Further west in Iowa, agronomy consultant and farmer Michael McNeill says temperatures dipped to 28 degrees near Algona Saturday night and Sunday morning. "We froze a lot of corn over here, but I think we'll be OK.”
McNeill is most concerned about planting depth. He did dig up some seedlings on his own farm and split the stem to evaluate the damage. He says the damage was right at soil level, about an inch above growing point. "It was planted about 1 ¾ to 2 inches,” he says "If you planted shallow, that may be a different story and you probably lost some plants.”
Heat is the best thing for the crop right now, while recognizing it's about 40 degrees in Algona this afternoon. He believes the crop, even the shallow planted crop, should be OK in the near term, but it will be at least a week until that is known.
"We won't know anything until the weekend. The corn will start growing at 50 degrees, but right now we're not expecting that until Thursday or Friday. That's pushing the envelope.”
In Illinois, the northern ¼ of the state appears to have been hit the hardest, says Channel Bio Field Agronomist Mike Toohill.
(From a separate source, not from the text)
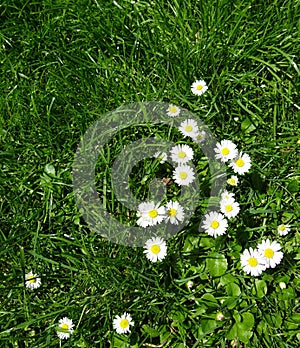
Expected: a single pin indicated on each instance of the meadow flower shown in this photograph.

He also believes much of the corn is still in good shape, but he's concerned about fields where temperatures stay cool, if above freezing, and soils remain saturated.
"There are no other options than just to wait,” he says. "The plant will live off the seed and the little bit of roots that are there until we get some sunlight and photosynthesis can start again and convert the sunlight to energy to make the plant grow.”